This year’s Pranger Festival (http://www NULL.pranger NULL.si/?L=1), a gathering of poets, critics and translators of poetry, was held from 30 June to 5 July in the towns of Rogaška Slatina, Šmarje pri Jelšah and Ljubljana in Slovenia.
Each year at the Festival three critics each choose three collections of Slovene poetry published in the previous year that they consider to be worth debating. Their choices can be either because of what they consider to be positive or a negative aspects of the collections or for other aesthetic or philosophical reasons. The authors of the nine selected collections of poetry and the translators of the books are invited to participate in the debates. The organisers and participants are particularly concerned to go beyond the realm of ‘pillorying’ (pranger in Slovene means ‘pillory’) and to cultivate a high level of respectful criticism. During the this year’s festival, several debates about poetry and related subjects, along with the selected books of poetry and some translations of them into Spanish were discussed.
This year’s festival was organized by translators and critics Urška P. Černe and Goran Potočnik Černe, with the support of some governmental institutions such as the Public Agency for the Book, the hosting municipalities, literary magazines, publishing houses, associations and tourist offices. The festival’s focus was on poetry translated into Spanish.
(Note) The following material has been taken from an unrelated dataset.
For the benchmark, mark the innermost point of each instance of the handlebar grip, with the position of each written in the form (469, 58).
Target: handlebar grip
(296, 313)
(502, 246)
The poetry collections that were selected are Petra Kolmančič’s P(l)ast za p(l)astjo (Pivec, Maribor), Stanislava Repar’s Obešanje na zvon (KUD Apokalipsa, Ljubljana), Jana Putrle Srdić’s To noč bodo hrošči prilezli iz zemlje (CSK, Ljubljana), Nataša Velikonja’s Ostani (Škuc, Vizibilija, Ljubljana), Barbara Korun’s Čečíca, motnjena od ljubezni (KUD Ivan Trinko, Čedad / Cividale del Friuli), David Bedrač’s Tvoj nakupovalni voziček (Beletrina, Ljubljana). Peter Kolšek’s Dekleta pojejo (Litera, Maribor), Milan Vincetič’s Pristave (Franc-Franc, Murska Sobota) and Ciril Bergles’s Lazar se odpravlja domov (Mladinska knjiga, Ljubljana).
On the final evening, the annual Stritar Prize for the best young literary critic of the year was awarded to Tanja Petrič, who also works as a translator.